People who live in the TS19 postcode area of Stockton-on-Tees are being urged to get tested after a case of the COVID-19 variant first discovered in South Africa was identified there.
Robust contact tracing has taken place and the case cannot be traced back to international travel.
Working in partnership with NHS Test and Trace, Stockton-on-Tees Borough Council is opening an additional testing centre in the Borough from tomorrow (March 5).
And anyone aged over 16 who lives in the TS19 postcode area is being urged to come forward and get tested, even if they do not have symptoms.
“The evidence suggests this variant is more infectious than some other variants so we need to identify any further cases as quickly as possible,” said the Council’s Director of Public Health, Sarah Bowman-Abouna.
“The more cases we find, the better chance we have of suppressing it.
“Please help to keep your community safe by getting tested so we can find the variant and protect you and your loved ones.
“Testing is a valid reason for leaving home but please stay at home otherwise, in line with the national rules.
“And remember – hands, face, space can also help stop the spread.”
How do I get a test?
Please use the testing site closest to where you live or work.
If you live in the TS19 postcode area and do not have any symptoms of COVID-19:
- you can book a test at one of the existing testing centres at Stockton Splash, Billingham Forum or Thornaby Pavilion
- you now also have the option of booking a test at a new mobile testing unit based in the car park of Tithebarn House on High Newham Road, Hardwick, TS19 8RH
The Stockton Splash, Billingham Forum or Thornaby Pavilion testing centres are open from 8am to 4pm on Monday, Wednesday, Friday and Sunday and from 10am to 6pm on Tuesday, Thursday and Saturday.
Appointments at the mobile testing unit in the car park of Tithebarn House will be available every day from 10am to 5pm and will be in place until the end of Wednesday, March 17.
Tests at any of these locations must be booked in advance via www.stockton.gov.uk/coronavirus/testing or by calling 01642 528474.
All positive tests will be analysed to identify any further spread of the new variant first discovered in South Africa.
This will enable a better understanding of the variant and identify if there are any more cases of this particular strand of the virus in the area.
If you test positive, have any symptoms, or are contact traced following contact with someone who tests positive, you should self-isolate immediately.
I have COVID-19 symptoms – what should I do?
If you have COVID-19 symptoms (a high temperature, a new continuous cough or loss or change in your sense of taste or smell) – no matter how mild – you must book a test at www.gov.uk/get-coronavirus-test or by calling 119.
Please stay at home while waiting for the test and only leave your home to have the test. Stay at home while you are waiting for your test result – you could be infectious, and it is important that you do not spread the virus.
Everyone in your household should also stay at home during this time.
I’m currently shielding, do I need to get a test?
If you fall into the ‘Clinically Extremely Vulnerable’ category and are shielding, and you have no symptoms, then the advice is that you should not get a test as you are safest staying at home.
You should only get a test if you have COVID-19 symptoms, in which case you should book a test at www.gov.uk/get-coronavirus-test or by calling 119.

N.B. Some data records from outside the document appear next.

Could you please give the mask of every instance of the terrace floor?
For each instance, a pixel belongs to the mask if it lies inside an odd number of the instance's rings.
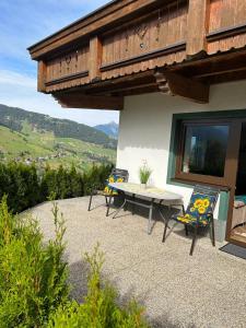
[[[102,203],[101,197],[95,203]],[[175,227],[162,244],[163,222],[147,234],[147,219],[121,212],[105,216],[105,208],[87,212],[89,198],[58,201],[66,219],[67,258],[72,294],[82,300],[86,290],[82,255],[99,242],[106,260],[103,273],[115,283],[120,301],[134,295],[147,308],[152,327],[246,327],[246,261],[198,239],[189,256],[190,239]],[[54,235],[51,203],[32,210],[45,237]]]

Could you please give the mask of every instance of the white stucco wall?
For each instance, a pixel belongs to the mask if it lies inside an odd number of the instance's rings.
[[[139,183],[139,166],[147,160],[153,171],[150,183],[181,194],[187,204],[190,188],[166,185],[173,114],[225,109],[246,109],[246,81],[211,86],[210,103],[204,105],[161,93],[126,97],[117,167],[128,169],[129,180]]]

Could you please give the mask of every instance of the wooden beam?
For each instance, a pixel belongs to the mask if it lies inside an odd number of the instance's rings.
[[[54,97],[65,108],[124,109],[124,97],[92,96],[81,93],[59,93]]]
[[[46,63],[40,60],[38,61],[37,68],[37,91],[46,92],[46,74],[47,74],[47,67]]]
[[[156,71],[156,83],[161,92],[178,95],[192,102],[209,102],[209,85],[169,71]]]
[[[189,0],[186,55],[207,51],[209,0]]]
[[[169,3],[172,0],[165,0]],[[122,22],[132,17],[138,17],[143,10],[156,9],[163,0],[122,0],[112,1],[104,8],[96,10],[87,16],[70,24],[68,27],[48,36],[37,44],[28,47],[32,59],[39,59],[42,56],[56,48],[71,44],[92,33],[97,33],[107,26],[119,26]]]
[[[91,81],[101,79],[101,65],[102,65],[103,47],[99,38],[94,36],[90,39],[90,58],[89,58],[89,74]]]

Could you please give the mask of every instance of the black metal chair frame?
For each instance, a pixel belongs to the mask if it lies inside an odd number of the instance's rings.
[[[124,181],[127,183],[128,181],[128,177],[129,177],[129,173],[127,169],[122,169],[122,168],[113,168],[110,175],[116,175],[118,177],[124,178]],[[112,204],[112,199],[119,197],[120,192],[117,192],[117,195],[114,194],[106,194],[104,192],[104,190],[92,190],[91,195],[90,195],[90,201],[89,201],[89,208],[87,210],[91,211],[91,207],[92,207],[92,198],[93,196],[96,195],[101,195],[105,197],[105,201],[106,201],[106,207],[107,207],[107,211],[106,211],[106,216],[109,215],[109,209],[110,209],[110,204]]]
[[[215,201],[214,201],[214,206],[212,208],[212,212],[208,213],[208,216],[210,216],[209,227],[211,230],[211,242],[212,242],[212,245],[215,246],[213,211],[214,211],[214,208],[215,208],[215,204],[216,204],[216,201],[218,201],[218,197],[219,197],[220,190],[216,189],[216,188],[208,187],[208,186],[196,185],[195,188],[194,188],[192,194],[194,192],[200,192],[201,195],[203,194],[203,195],[209,195],[209,196],[215,196]],[[186,211],[185,211],[185,208],[184,208],[183,204],[181,204],[181,211],[183,211],[183,215],[185,215]],[[162,239],[163,243],[165,243],[166,231],[167,231],[168,222],[171,220],[175,220],[175,219],[173,219],[171,216],[171,218],[167,218],[166,221],[165,221],[165,227],[164,227],[163,239]],[[183,222],[179,222],[179,223],[183,223]],[[192,243],[191,243],[191,247],[190,247],[190,251],[189,251],[189,255],[192,256],[195,244],[196,244],[196,239],[197,239],[197,235],[198,235],[198,229],[199,229],[199,226],[201,226],[199,224],[199,218],[197,218],[197,223],[196,223],[195,226],[192,224],[190,224],[190,223],[183,223],[183,224],[185,225],[186,236],[188,236],[188,226],[194,227],[194,237],[192,237]]]

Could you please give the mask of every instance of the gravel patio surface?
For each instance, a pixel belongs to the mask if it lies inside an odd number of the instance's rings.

Is the South African variant of COVID-19 more serious?
There is currently no evidence to suggest this variant is more serious than others, or that the regulated vaccine would not protect against it.

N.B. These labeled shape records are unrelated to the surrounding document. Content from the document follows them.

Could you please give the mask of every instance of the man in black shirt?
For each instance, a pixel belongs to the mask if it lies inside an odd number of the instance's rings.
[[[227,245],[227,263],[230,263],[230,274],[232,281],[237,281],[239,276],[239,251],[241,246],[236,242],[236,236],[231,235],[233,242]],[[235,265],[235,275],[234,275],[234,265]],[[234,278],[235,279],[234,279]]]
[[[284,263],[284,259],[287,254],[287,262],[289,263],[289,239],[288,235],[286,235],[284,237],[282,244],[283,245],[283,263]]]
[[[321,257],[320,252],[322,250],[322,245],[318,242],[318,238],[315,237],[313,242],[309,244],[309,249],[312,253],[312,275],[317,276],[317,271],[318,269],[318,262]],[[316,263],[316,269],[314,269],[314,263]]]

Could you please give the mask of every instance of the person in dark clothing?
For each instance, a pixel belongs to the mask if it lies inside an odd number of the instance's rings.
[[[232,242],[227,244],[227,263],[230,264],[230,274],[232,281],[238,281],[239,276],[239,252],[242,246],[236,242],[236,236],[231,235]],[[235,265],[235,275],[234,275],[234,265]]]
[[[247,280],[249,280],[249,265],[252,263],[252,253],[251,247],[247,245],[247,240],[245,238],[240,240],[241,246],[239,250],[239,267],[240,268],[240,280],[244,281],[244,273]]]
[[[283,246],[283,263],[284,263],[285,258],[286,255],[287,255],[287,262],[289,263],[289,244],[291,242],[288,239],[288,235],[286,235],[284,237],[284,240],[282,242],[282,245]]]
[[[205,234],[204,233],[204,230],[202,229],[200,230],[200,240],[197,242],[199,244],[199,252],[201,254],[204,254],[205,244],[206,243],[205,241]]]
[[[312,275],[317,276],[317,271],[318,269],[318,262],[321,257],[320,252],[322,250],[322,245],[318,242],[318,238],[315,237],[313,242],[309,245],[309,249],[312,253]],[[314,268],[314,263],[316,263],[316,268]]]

What is the current infection rate in Stockton-on-Tees?
The Borough’s weekly COVID-19 dashboard shows there were 223 new cases during the week ending February 28, a rate of 113.0 per 100,000 population.
That compares with 357 new cases and a rate of 180.9 per 100,000 population the previous week.
“While we’ve seen significant falls in rates during the national lockdown, we really need to see rates falling further and then staying low,” said the Council’s Director of Public Health, Sarah Bowman-Abouna.